Algorithm Predicts Best-Sellers with 84% Accuracy

Status
Not open for further replies.
Joined
Jun 29, 2008
Messages
11,042
Reaction score
841
Location
Second star on the right and on 'til morning.
Website
atsiko.wordpress.com
I haven't seen a thread on this yet. It makes me a bit suspicious.

http://www.escapistmagazine.com/news/view/131181-Science-Discovers-the-Secret-to-Successful-Writing

Knowing where to start, where to go and how to get there can be incredibly frustrating; even more so when you consider that there's no way to know if anyone will even like the finished product. Expect maybe there is.
Researchers at Stony Brook University in New York have apparently developed an algorithm that can predict whether or not a book is going to be commercially successful.

Read more at http://www.escapistmagazine.com/new...ret-to-Successful-Writing#DJxlRkFCQHzxHiFq.99

 
Last edited:

whatsupbuttercup

Super Member
Registered
Joined
Jul 22, 2013
Messages
297
Reaction score
86
Location
New York City
I found this tidbit to be quite interesting

The research found that books primed to fail had a tendency to overuse verbs and adverbs and included more language describing explicit actions. Successful books meanwhile spent more time describing thought processes and also made a habit of using conjunctions more heavily.

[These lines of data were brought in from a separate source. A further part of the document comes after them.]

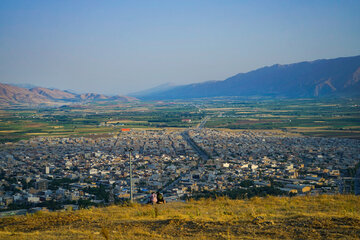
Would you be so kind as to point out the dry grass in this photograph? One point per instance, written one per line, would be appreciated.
(320, 217)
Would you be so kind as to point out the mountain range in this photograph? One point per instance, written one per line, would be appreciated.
(338, 77)
(13, 95)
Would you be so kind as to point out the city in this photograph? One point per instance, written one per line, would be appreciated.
(58, 173)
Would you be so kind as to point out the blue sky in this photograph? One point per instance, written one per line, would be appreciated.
(118, 47)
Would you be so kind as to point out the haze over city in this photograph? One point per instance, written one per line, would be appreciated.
(119, 47)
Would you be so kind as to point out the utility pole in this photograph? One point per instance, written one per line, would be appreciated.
(131, 182)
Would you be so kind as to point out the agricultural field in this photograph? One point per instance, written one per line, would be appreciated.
(320, 118)
(311, 117)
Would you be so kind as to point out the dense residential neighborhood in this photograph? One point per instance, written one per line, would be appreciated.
(58, 172)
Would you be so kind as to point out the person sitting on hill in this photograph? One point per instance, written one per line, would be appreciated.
(160, 198)
(153, 198)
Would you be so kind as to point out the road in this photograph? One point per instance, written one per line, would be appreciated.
(203, 157)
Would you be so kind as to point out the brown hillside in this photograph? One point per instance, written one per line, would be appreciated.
(15, 95)
(321, 217)
(53, 93)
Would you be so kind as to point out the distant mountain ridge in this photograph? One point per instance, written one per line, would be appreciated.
(320, 78)
(12, 95)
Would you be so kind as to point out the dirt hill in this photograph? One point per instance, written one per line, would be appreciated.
(321, 217)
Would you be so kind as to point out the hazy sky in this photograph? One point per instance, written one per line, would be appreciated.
(118, 47)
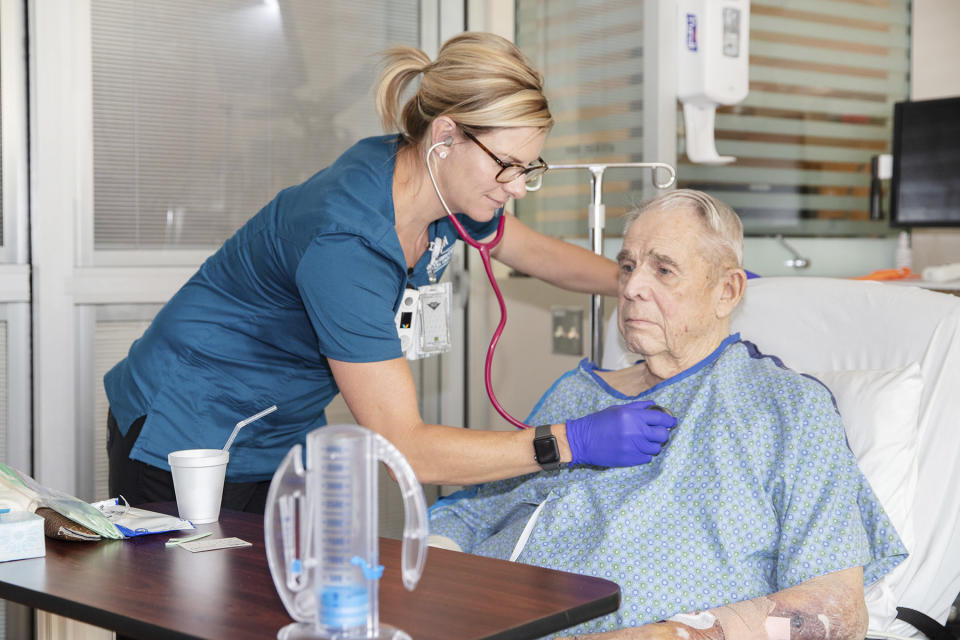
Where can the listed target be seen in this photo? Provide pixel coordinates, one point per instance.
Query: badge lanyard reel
(320, 530)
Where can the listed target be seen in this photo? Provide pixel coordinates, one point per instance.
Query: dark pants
(139, 482)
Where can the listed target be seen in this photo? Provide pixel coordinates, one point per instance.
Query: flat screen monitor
(925, 186)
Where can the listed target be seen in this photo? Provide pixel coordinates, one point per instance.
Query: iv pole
(597, 219)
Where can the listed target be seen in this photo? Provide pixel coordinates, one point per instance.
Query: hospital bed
(891, 355)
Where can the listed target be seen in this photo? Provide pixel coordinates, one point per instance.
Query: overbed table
(143, 589)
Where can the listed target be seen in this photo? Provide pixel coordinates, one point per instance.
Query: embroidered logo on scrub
(441, 252)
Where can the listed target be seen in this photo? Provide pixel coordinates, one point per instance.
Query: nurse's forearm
(450, 455)
(556, 261)
(829, 607)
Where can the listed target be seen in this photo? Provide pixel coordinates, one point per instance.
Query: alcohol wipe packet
(132, 521)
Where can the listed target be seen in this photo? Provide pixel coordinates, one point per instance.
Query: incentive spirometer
(320, 532)
(712, 68)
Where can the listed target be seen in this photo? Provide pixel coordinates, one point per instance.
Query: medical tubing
(484, 249)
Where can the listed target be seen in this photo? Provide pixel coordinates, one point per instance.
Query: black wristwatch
(545, 449)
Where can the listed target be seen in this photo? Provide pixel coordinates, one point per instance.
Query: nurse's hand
(619, 436)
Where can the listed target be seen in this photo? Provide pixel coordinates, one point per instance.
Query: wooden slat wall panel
(823, 80)
(824, 75)
(591, 54)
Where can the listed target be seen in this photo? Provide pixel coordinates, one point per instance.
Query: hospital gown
(756, 491)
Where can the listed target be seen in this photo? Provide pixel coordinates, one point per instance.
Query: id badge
(423, 321)
(435, 302)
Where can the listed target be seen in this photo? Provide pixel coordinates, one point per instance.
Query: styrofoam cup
(198, 476)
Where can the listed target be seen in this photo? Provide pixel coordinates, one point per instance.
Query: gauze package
(132, 521)
(20, 491)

Fascinating since the article stated they used the lowest selling books on Amazon as their "critical failures" subjects. I can't help but wonder what books they used for the successes and failures.

Editing: I'm skeptical about the samples they've used in their novels, short stories, and movie scripts. (not the algorithm itself)
 
Last edited:

kuwisdelu

Revolutionize the World
Super Member
Registered
Joined
Sep 18, 2007
Messages
38,197
Reaction score
4,544
Location
The End of the World
It's very interesting from an academic perspective. Completely useless, IMO, from a "how can I write better?" perspective. Okay, well, there is some limited use in their conclusions, but it's pretty obvious stuff, such as successful academic papers being more straightforward and readable (simply sentences) and successful fiction often employing more complex sentences. The distribution of POS tags is definitely interesting.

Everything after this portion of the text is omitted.